Question 1: Economic Welfare Implications of a Proposed Policy

Economic welfare refers to the level of prosperity and standard of living of either an individual or a group of individuals in a society. The implications of a proposed policy on economic welfare can be analyzed using a supply and demand graph.

Step 1: Draw a basic supply and demand graph. The vertical axis represents price (P) and the horizontal axis represents quantity (Q). The upward sloping line is the supply curve (S) and the downward sloping line is the demand curve (D).

Step 2: Identify the initial equilibrium where the supply and demand curves intersect. This point represents the initial price (P1) and quantity (Q1).

Step 3: Illustrate the impact of the policy. For example, if the policy is a tax on a good, this would shift the supply curve upwards. If the policy is a subsidy, this would shift the supply curve downwards.

Step 4: Identify the new equilibrium and compare it to the initial equilibrium. The change in price and quantity will illustrate the impact of the policy on economic welfare.

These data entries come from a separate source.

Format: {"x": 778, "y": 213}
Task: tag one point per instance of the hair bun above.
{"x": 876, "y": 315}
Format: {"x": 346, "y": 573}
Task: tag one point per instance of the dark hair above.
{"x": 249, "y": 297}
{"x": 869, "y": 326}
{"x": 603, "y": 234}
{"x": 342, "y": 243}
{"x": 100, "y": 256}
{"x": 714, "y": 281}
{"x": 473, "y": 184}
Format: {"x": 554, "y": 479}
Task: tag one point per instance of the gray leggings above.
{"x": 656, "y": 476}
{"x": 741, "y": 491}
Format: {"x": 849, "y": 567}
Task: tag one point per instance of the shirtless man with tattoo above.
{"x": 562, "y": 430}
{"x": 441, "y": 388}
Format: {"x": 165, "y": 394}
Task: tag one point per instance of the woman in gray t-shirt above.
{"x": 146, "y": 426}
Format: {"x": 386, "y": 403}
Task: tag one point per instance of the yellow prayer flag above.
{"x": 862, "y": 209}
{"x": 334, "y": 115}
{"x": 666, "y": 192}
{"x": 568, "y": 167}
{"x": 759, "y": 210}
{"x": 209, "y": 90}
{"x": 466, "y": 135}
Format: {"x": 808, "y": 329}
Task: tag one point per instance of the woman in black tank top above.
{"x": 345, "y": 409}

Step 5: Discuss the implications. For example, a tax might lead to a decrease in economic welfare as consumers pay more and consume less. A subsidy might increase economic welfare by making goods more affordable and increasing consumption.

Question 3: Efficiency in Exchange with an Edgeworth Box Diagram

Efficiency in exchange is achieved in an economy when no individual can be made better off without making someone else worse off. This can be illustrated using an Edgeworth Box diagram.

Step 1: Draw an Edgeworth Box. The height of the box represents the total amount of one good and the width represents the total amount of another good.

Step 2: Plot the initial endowments of the two individuals in the box.

Step 3: Draw indifference curves for each individual. These curves represent combinations of the two goods that the individual considers equally preferable.

Step 4: Identify the contract curve. This is the set of points where the indifference curves of the two individuals are tangent. It represents all the efficient allocations of the goods.

Step 5: Efficiency in exchange is achieved at any point on the contract curve. At these points, no individual can be made better off without making the other individual worse off.